I2. (meta)data use vocabularies that follow FAIR principles
I3. (meta)data include qualified references to other (meta)data
To be Reusable:
R1. meta(data) are richly described with a plurality of accurate and relevant attributes
R1.1. (meta)data are released with a clear and accessible data usage license
R1.2. (meta)data are associated with detailed provenance
R1.3. (meta)data meet domain-relevant community standards
F3. The reason for this sub-principle is to achieve 'symmetry' between the data and the metadata. It should be possible to find the metadata for any given data item by doing a look-up of the identifier for that data item. Therefore, the metadata must explicitly contain the identifier for the data it describes.
I2. That the vocabularies used should be FAIR. This is seemingly a circular reference; however it is intended to convey the idea that, if the terms you are using to describe your data/metadata are not themselves findable, accessible, and reusable, then the (meta)data you are describing with those terms cannot be FAIR either.

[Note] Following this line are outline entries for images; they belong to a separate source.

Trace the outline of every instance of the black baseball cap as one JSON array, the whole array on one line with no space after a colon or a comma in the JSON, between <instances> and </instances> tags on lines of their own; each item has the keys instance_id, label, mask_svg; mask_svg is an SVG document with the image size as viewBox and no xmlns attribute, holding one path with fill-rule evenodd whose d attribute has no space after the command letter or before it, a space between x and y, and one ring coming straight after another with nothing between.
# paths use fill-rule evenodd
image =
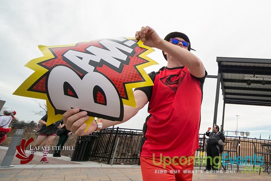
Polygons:
<instances>
[{"instance_id":1,"label":"black baseball cap","mask_svg":"<svg viewBox=\"0 0 271 181\"><path fill-rule=\"evenodd\" d=\"M165 39L167 41L169 41L169 39L170 39L170 38L176 37L182 38L183 39L184 39L185 41L186 41L189 43L189 46L188 46L188 51L190 51L190 50L196 51L194 49L191 48L191 43L190 43L190 40L189 40L189 38L188 38L188 36L187 36L186 35L183 34L182 33L177 32L171 32L169 35L168 35L167 36L166 36L165 38L164 38L164 39ZM165 59L167 61L168 61L168 60L167 59L167 55L166 55L164 53L163 51L162 51L162 53L163 53L163 55L164 55L164 57L165 57Z\"/></svg>"}]
</instances>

R1 "meta(data) are richly described with a plurality of accurate and relevant attributes" We use the term "plurality" to convey that the author of the meta(data) should strive for generosity; they should use as many attributes as possible, and should not limit themselves to only attributes that would support a specific downstream usage. In fact, the author should not attempt to define the possible downstream usages, but rather should provide as many attributes as possible, beyond those required for their anticipated downstream use.

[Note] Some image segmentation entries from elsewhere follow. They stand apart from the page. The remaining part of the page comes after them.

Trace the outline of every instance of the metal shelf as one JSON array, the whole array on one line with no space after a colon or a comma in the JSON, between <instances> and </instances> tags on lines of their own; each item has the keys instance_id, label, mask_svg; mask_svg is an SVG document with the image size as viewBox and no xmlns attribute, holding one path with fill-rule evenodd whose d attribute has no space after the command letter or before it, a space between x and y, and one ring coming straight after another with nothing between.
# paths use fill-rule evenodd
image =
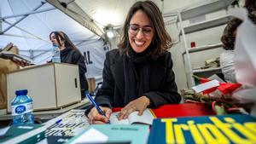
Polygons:
<instances>
[{"instance_id":1,"label":"metal shelf","mask_svg":"<svg viewBox=\"0 0 256 144\"><path fill-rule=\"evenodd\" d=\"M203 45L203 46L200 46L200 47L195 47L195 48L190 48L189 49L189 53L195 53L195 52L198 52L198 51L203 51L203 50L207 50L207 49L216 49L216 48L219 48L222 47L222 43L216 43L216 44L209 44L209 45ZM183 55L185 55L186 52L183 52Z\"/></svg>"},{"instance_id":2,"label":"metal shelf","mask_svg":"<svg viewBox=\"0 0 256 144\"><path fill-rule=\"evenodd\" d=\"M184 33L192 33L198 31L206 30L208 28L217 27L222 25L225 25L230 20L231 20L233 17L230 15L225 15L218 18L215 18L212 20L195 23L193 25L190 25L187 27L184 27ZM181 32L179 33L181 35Z\"/></svg>"},{"instance_id":3,"label":"metal shelf","mask_svg":"<svg viewBox=\"0 0 256 144\"><path fill-rule=\"evenodd\" d=\"M212 0L205 4L186 9L181 12L182 20L226 9L235 0Z\"/></svg>"},{"instance_id":4,"label":"metal shelf","mask_svg":"<svg viewBox=\"0 0 256 144\"><path fill-rule=\"evenodd\" d=\"M201 72L213 72L213 71L221 72L221 68L212 67L212 68L207 68L207 69L193 70L193 73L201 73Z\"/></svg>"}]
</instances>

R1.1 Usage licensing is an important issue, and there should be no ambiguity around the terms of re-use. Certainly, if you introduce ambiguity by not providing a license, you might expect your data to not be reused (particularly by commercial entities). When using one of the more standard licenses, achieving machine-readability is possible by referring to one of the licenses in http://purl.org/NET/rdflicense
R1.2 Detailed provenance includes not only citation information, but also how the data/metadata was generated, using what algorithm (and version), on what data resources, what species, what platform, etc.
R1.3 Adhere to community standards. In addition to adhering to the principle of rich metadata to support accurate reuse and citation, FAIR data also requires that you adhere to community standards - for example, Minimal Information models and/or formats. These standards and formats are generally going to be well-tooled for your users, which simplifies re-use. These standard data models may or may not include elements for rich metadata, as required by R1.2. In cases where this metadata is not a part of the community standard/format, then these attributes should be included in the metadata.